Fahrbahnverengung beim Templwirt
Es gibt in Wilten eine ganze Reihe von Kreuzungen und Zebrastreifen, auf denen man sich als Füßgänger:in sprichwörtlich jeden Tag drei Mal überfahren lassen könnte. Aus Sicht der Autors sind dabei jedenfalls die beiden Zebrafallen in der Maximilianstraße zu nennen, die nach Befund der Autofahrer mit Innsbruck-Land-Kennzeichen völlig unnötigerweise errichtet wurden oder schlicht unsichtbar sind, weshalb ein Verringern des gerade mühsam aufgenommen 60ers nicht vorgesehen ist. Auf der Fischerstraße Höhe Tschamlerstraße ists auch recht gut überfahren werden, bei der Speckbacherstraße nähe Pizzeria blinkt nun seit kurzer Zeit ein Blinklicht, um den Menschen die rasch in den Bezirk Schwaz oder Imst zurück müssen und in scharfer Lebensentwurf-Opposition zu blechkistenlosen Stadtbenützer:innen stehen, die Notwendigkeit einer Reduktion auf etwa 30, inklusive der – selten gewählten – Option auf Drüberlassen von Alten oder Müttern mit Kinderwägen, nahezulegen.
Hier im Bild, Ecke Templ- und Fischerstraße, herrscht ob der nicht schnurgeraden Verkehrsführung samt nicht linearer Vorrangregel bis zum heutigen Tag Konfusion, wer wann gehen oder fahren sollte. Für die wenig später von der Südringbaustelle an den Rande des Nervenzusammenbruchs gedrängten Wipptaler Chauffeure beginnt hier schon das Aufwärmen für den täglichen Car-Rage. Dieses Phänomen, dass außerhalb ihres Autos freundliche und achtsame Zeitgenossen beim Starten des Motors in unbändige Wilde mit den Manieren eines Neandertalers verwandelt werden, harrt noch einer für mich verständlichen volkpsychologischen Deutung.

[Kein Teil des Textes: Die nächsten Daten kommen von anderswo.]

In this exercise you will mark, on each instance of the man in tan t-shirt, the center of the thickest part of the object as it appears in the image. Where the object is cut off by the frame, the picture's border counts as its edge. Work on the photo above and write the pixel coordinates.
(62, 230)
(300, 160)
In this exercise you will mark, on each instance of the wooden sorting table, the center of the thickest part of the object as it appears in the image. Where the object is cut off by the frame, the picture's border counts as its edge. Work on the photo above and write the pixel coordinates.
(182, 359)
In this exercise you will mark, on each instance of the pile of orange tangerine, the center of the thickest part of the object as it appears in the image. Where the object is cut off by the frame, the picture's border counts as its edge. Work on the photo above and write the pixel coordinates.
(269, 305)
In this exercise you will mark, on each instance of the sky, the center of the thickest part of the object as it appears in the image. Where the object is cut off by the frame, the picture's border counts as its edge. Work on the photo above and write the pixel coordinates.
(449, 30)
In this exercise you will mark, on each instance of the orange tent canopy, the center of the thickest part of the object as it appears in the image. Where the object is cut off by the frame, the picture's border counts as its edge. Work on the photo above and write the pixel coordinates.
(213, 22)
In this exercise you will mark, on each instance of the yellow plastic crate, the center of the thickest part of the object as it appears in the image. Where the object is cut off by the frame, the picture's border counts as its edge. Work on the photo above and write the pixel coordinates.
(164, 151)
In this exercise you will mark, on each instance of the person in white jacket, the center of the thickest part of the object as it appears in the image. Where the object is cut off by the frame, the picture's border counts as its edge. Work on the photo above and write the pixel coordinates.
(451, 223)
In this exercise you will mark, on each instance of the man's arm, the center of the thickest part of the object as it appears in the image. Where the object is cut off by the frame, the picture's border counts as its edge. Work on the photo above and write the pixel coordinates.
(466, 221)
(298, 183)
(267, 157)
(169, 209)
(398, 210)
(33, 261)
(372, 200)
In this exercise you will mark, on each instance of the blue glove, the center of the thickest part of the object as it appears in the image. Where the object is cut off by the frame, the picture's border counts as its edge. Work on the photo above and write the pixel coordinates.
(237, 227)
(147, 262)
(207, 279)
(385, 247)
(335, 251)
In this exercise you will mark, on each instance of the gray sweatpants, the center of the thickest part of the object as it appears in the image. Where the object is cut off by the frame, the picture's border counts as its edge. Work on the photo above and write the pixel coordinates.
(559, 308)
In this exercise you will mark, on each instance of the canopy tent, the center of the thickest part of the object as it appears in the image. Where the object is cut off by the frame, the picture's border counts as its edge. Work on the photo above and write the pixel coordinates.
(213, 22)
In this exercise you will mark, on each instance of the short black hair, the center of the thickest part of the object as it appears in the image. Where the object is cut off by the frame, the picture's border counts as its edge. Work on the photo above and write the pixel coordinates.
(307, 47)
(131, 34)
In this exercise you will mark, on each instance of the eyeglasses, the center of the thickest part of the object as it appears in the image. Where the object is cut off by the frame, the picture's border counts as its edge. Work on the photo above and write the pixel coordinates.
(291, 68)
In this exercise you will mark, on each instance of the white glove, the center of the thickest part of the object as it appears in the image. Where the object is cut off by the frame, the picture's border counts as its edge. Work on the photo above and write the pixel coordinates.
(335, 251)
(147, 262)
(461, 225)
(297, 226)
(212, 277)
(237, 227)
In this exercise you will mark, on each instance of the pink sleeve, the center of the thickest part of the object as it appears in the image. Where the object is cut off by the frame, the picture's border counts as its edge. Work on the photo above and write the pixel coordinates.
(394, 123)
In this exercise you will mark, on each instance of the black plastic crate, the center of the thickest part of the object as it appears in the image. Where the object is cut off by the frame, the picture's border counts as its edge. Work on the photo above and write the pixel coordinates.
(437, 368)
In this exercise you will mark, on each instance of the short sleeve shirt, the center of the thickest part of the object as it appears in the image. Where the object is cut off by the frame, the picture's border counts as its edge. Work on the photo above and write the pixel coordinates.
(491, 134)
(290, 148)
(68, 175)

Frau Stepanek hat kürzlich die Engstelle hier erwähnt, das Bild aus der Sammlung Markus Wilhelm (aus einem Album der Mayers) hat mich daran erinnert.

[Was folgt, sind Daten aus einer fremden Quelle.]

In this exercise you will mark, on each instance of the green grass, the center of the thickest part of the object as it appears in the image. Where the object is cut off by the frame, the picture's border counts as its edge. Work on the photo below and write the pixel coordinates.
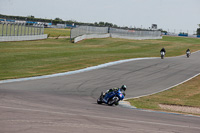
(33, 58)
(53, 32)
(187, 94)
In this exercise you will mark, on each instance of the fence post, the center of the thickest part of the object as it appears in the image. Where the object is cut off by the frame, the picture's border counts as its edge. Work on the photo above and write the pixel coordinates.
(17, 29)
(24, 29)
(10, 28)
(2, 29)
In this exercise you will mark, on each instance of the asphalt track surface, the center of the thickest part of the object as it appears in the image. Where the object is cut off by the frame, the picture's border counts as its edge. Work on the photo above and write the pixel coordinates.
(67, 104)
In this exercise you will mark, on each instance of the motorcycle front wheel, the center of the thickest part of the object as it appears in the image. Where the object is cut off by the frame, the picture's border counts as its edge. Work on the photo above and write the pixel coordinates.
(113, 100)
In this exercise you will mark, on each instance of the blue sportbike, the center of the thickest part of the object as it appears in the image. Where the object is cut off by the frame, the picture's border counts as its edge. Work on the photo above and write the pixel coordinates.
(111, 98)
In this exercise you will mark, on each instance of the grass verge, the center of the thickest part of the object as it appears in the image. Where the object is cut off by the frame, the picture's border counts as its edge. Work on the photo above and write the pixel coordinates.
(42, 57)
(184, 95)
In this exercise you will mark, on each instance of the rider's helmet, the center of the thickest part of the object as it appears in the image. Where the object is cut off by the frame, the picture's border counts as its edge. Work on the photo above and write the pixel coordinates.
(123, 87)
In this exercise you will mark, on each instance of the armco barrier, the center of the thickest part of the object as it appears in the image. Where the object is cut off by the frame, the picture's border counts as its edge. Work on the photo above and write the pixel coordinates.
(77, 39)
(22, 38)
(135, 37)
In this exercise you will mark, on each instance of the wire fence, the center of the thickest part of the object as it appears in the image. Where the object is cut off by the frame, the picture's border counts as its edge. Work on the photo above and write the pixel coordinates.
(115, 33)
(83, 30)
(20, 29)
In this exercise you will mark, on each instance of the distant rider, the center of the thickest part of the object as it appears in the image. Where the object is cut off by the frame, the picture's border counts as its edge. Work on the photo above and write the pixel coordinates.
(163, 50)
(188, 50)
(122, 89)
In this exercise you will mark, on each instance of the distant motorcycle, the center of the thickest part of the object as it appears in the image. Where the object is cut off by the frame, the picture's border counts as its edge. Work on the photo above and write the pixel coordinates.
(162, 54)
(111, 98)
(188, 54)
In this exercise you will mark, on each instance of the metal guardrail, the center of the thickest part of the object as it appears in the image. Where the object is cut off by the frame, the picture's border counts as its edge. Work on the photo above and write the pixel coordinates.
(20, 29)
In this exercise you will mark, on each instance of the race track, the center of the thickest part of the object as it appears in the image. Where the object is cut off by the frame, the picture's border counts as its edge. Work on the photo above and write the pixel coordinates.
(67, 104)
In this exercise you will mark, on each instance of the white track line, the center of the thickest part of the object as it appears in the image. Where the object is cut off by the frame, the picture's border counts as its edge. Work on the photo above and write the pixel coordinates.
(101, 117)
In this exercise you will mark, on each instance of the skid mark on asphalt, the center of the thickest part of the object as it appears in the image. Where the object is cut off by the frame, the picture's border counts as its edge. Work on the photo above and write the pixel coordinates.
(100, 117)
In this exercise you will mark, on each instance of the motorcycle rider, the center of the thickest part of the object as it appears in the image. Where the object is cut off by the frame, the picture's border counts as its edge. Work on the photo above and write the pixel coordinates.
(122, 89)
(188, 52)
(163, 50)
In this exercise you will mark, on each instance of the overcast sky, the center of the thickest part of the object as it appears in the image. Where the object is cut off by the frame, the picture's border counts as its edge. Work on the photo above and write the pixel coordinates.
(167, 14)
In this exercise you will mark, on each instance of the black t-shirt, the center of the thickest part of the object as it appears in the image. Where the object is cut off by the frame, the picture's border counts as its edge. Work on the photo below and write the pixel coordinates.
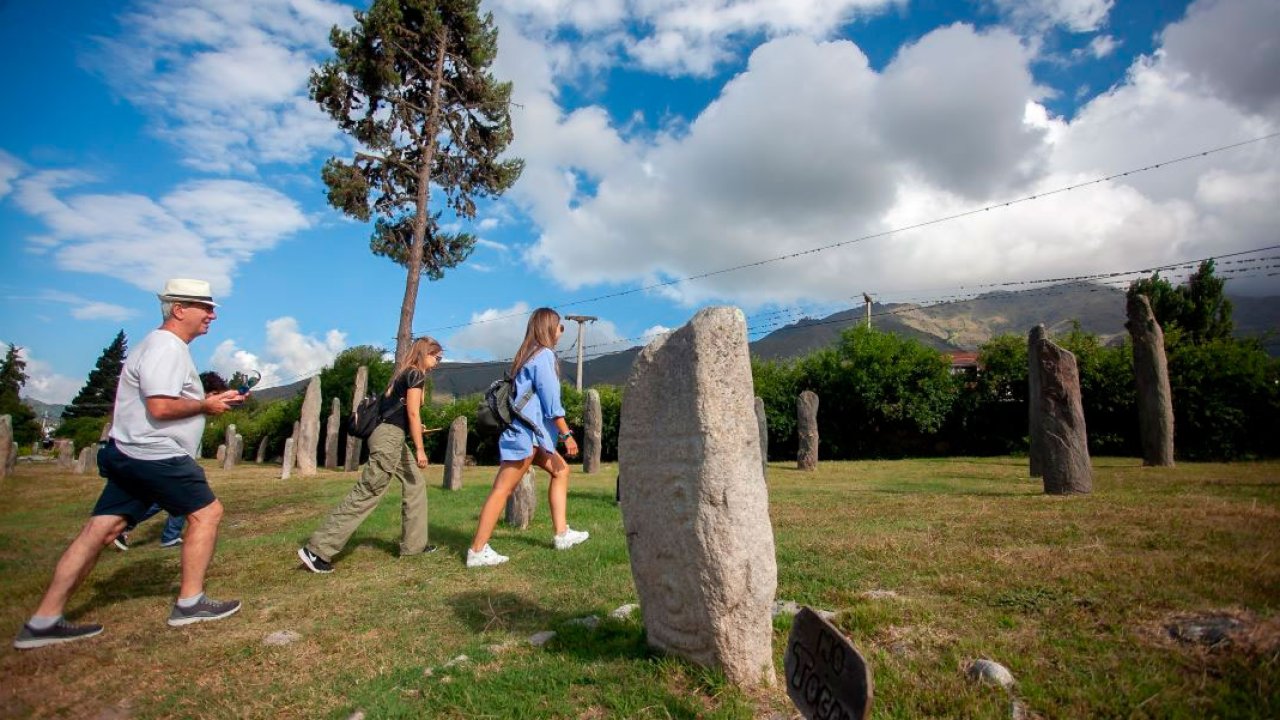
(393, 405)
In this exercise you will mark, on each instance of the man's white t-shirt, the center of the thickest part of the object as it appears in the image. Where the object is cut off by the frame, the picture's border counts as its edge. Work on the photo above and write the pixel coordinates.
(160, 365)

Guter Blogpost und gutes Statement 🙂 Ich sehe das als mobilitätspolitischen Input und gebe dir obendrein völlig Recht, in Wilten gehört noch viel entschleunigt, entsiegelt und entblechkistet. Es gibt auch schon Projekte, auch wenn wir in Österreich leider weniger flexibel sind beim Umbau das öffentlichen Raums, etwa was Wasserflächen und „urban jungle“ betrifft, als das z.B. in Frankreich der Fall ist, wo viele Städte inzwischen schon sehr weit sind in der Transformation. Leider ist der menschenfreundliche Umbau der Stadt bei uns eher ein Jahrhundertvorhaben und heute sind Umsetzungen langwieriger denn je geworden. Aber du kannst dir sicher sein, dass es langsam, aber sicher passiert. In Wilten wurden immerhin unter den grünen Mobilitätsstadträtinnen Sonja Pitscheider und anschließend Uschi Schwarzl schon fast alle Einbahnstraßen für den Radverkehr geöffnet, jetzt sind unter Mobilitätsstadträtin Janine Bex Superblocks und damit Durchfahrtssperren für den mIV auch dort ein Thema, der Kaiserschützenplatz und die Leopoldstraße harren einer menschenfreundlichen, autoarmen Neugestaltung und der südringbegleitende Radweg ist in einem Abschnitt in Bau, in einem weiteren in Planung. Die automobilen Windmühlen ächzen schon ein wenig.